Un juez federal ha negadodefial Departamento de Eficiencia Gubernamental (DOGE) el acceso a datos personales de tres agencias federales mientras el organismo de control del gasto federal continúa reduciendo el tamaño del gobierno.
La jueza federal de distrito Deborah Boardman emitió el fallo el lunes para evitar que el Departamento de Educación, el Departamento del Tesoro y la Oficina de Administración de Personal (OPM) divulguen información dedentpersonal perteneciente a aproximadamente dos millones de demandantes en una demanda en curso.
opinión de 68 páginas , Boardman analizó cómo la Ley de Privacidad de 1974 fue diseñada para evitar la divulgación no autorizada de datos y advirtió sobre los riesgos de centralizar la información personal.
“ Los acusados violaron la APA al no actuar de conformidad con la Ley de Privacidad de 1974, 5 USC 552a; que sufrirán un daño irreparable si no se les enj actuar; y que el equilibrio de las acciones y el interés público se inclinan a favor de una medida cautelar preliminar ”, dijo la jueza federal en su fallo.
Se concede una medida cautelar contra DOGE
El juez Boardman mencionó las preocupaciones del Congreso de la década de 1970 sobre la extralimitación del gobierno, escribiendo: « Sin importar cuán importante o urgente sea la dent , las agencias federales deben ejecutarla conforme a la ley. Eso probablemente no sucedió en este caso »
Seis personas, entre ellas veteranos, solicitantes de préstamosdent y empleados federales, interpusieron la demanda, argumentando que las acciones de DOGE violaban las protecciones federales de la privacidad. A ellos se unieron cinco sindicatos que representan a empleados públicos, cuyos datos confidenciales se almacenaban en sistemas de la agencia a los que DOGE accedía.
Los demandantes convencieron al tribunal de que las agencias habían fallado en su deber de salvaguardar los datos, acusándolas de “abandonar sus deberes como guardianes y guardianes” de la información personal de millones de estadounidenses.
No se cumplió el estándar de “necesidad de saber”
En su fallo , el tribunal determinó que el gobierno no podía justificar por qué el personal de DOGE necesitaba acceder a los datos. La ley federal exige que los funcionarios demuestren la necesidad de conocer los datos antes de solicitar registros confidenciales, un estándar que, según determinó, no se cumplía.

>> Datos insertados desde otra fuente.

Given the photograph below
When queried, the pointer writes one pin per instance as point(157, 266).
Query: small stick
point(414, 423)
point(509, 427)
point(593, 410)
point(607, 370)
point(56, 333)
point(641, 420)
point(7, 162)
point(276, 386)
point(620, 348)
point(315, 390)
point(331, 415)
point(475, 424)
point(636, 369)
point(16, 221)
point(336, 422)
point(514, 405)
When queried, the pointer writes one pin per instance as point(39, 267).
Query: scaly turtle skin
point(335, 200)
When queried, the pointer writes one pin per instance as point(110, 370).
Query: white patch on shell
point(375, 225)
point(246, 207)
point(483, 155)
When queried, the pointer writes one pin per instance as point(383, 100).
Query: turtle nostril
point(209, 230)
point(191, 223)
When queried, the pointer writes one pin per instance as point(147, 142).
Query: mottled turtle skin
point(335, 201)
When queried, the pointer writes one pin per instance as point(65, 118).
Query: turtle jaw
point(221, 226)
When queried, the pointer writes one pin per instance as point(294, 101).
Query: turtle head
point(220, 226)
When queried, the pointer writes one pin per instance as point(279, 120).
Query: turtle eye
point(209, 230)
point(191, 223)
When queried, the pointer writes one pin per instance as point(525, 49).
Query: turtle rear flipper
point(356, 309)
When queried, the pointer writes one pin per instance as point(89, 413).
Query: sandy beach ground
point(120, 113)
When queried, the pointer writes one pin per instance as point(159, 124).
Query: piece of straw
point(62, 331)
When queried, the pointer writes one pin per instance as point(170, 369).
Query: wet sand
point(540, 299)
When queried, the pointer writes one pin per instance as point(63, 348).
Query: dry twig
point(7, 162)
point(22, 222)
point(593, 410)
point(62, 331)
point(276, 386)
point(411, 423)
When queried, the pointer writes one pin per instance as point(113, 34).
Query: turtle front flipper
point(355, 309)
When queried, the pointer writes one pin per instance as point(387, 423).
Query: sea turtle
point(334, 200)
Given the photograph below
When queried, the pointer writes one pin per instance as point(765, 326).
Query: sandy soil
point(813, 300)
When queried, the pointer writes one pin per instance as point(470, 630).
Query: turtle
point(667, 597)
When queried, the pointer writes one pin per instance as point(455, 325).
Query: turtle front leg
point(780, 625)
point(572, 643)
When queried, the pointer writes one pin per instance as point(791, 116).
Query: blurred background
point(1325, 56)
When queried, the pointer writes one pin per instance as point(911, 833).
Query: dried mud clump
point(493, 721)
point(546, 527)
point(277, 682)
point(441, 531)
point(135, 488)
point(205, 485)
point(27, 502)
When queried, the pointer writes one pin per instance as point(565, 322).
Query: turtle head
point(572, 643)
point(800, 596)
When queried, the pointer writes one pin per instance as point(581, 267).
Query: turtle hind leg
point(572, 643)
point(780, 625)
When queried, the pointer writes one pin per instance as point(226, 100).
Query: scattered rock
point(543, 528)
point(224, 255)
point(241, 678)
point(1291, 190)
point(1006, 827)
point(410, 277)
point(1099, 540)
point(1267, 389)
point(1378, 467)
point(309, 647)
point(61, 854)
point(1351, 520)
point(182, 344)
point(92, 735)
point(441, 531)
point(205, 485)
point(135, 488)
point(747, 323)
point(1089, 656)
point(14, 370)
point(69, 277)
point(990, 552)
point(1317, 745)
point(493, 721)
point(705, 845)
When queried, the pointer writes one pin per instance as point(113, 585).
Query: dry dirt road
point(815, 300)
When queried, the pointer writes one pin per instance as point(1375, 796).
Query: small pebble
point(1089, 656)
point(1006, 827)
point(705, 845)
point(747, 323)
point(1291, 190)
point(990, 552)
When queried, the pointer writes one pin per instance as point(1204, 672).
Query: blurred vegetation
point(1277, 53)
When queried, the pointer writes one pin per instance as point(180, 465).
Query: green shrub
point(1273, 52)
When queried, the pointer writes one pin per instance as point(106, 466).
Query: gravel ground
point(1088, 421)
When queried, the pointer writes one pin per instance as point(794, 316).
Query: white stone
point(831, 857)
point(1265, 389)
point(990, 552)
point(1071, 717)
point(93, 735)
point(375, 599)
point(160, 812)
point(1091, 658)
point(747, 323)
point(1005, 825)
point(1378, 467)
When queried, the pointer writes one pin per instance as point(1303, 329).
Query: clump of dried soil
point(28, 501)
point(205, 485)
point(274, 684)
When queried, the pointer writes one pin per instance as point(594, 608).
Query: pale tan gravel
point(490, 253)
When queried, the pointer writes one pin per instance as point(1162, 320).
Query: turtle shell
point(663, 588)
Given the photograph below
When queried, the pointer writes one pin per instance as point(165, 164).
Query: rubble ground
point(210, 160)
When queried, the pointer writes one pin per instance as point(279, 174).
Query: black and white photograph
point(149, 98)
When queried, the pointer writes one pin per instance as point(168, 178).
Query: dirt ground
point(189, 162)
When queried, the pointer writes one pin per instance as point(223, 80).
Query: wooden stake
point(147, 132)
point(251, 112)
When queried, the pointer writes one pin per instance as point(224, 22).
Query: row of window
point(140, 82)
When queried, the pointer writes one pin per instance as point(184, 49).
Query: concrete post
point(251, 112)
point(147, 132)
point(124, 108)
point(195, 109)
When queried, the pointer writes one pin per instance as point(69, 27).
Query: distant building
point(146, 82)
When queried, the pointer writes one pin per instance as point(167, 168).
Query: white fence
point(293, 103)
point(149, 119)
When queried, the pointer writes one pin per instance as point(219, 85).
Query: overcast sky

Esta intrusión no es especulativa, sino real. Los demandantes alegan que las filiales de DOGE han accedido a la información de los sistemas de registros de cada una de las agencias , señaló la declaración de Boardman.
Los demandantes habían solicitado inicialmente una orden judicial de amplio alcance que impidiera a DOGE acceder a todos los datos personales en poder de las agencias, pero el juez la denegó. El fallo solo aplica a los dos millones de demandantes del caso.
La decisión del lunes sigue a la orden de restricción temporal anterior de Boardman del 24 de febrero, que impidió a DOGE acceder a los registros del Departamento de Educación y de la OPM.
En ese momento, se negó a extender la orden a los datos del Tesoro, citando una orden preliminar separada de otro juez federal que ya restringía el acceso de DOGE a los registros del Tesoro.
Más cargos por impugnaciones legales contra DOGE
La demanda es uno de los varios conflictos legales que enfrenta el departamento gubernamental. Hay más de una docena de demandas pendientes contra DOGE, dirigidas tanto a su estructura como a su acceso a diversos sistemas federales.
En una batalla judicial que requirió dos fallos y concluyó el 13 de marzo, la administración Trump admitió haber despedido a casi 25.000 empleados federales recientemente contratados y ahora está trabajando para reincorporarlos después de que un tribunal dictaminara que los despidos probablemente fueron ilegales.
Según documentos judiciales presentados el lunes pasado en el tribunal federal de Baltimore, funcionarios de 18 agencias federales confirmaron que los trabajadores afectados serían reincorporados y se les concedería una licencia administrativa remunerada, al menos temporalmente. Sin embargo, la Oficina Oval solicitó hoy a la Corte Suprema que reconsidere su decisión de recontratar a los trabajadores.
Además, la administración también enfrenta una demanda por las acciones de DOGE en la Agencia de los Estados Unidos para el Desarrollo Internacional (USAID). Un juez federal de Maryland dictaminó que los despidos masivos de la agencia probablemente eran inconstitucionales, pero no exigió al gobierno que revirtiera los despidos ni que restableciera por completo las operaciones de USAID.
Empleados actuales y anteriores de USAID habían presentado demandas para impugnar al departamento, pero la Casa Blanca apeló la decisión y agregó que utilizará todas las opciones legales para garantizar que las acciones de DOGE no se deshagan.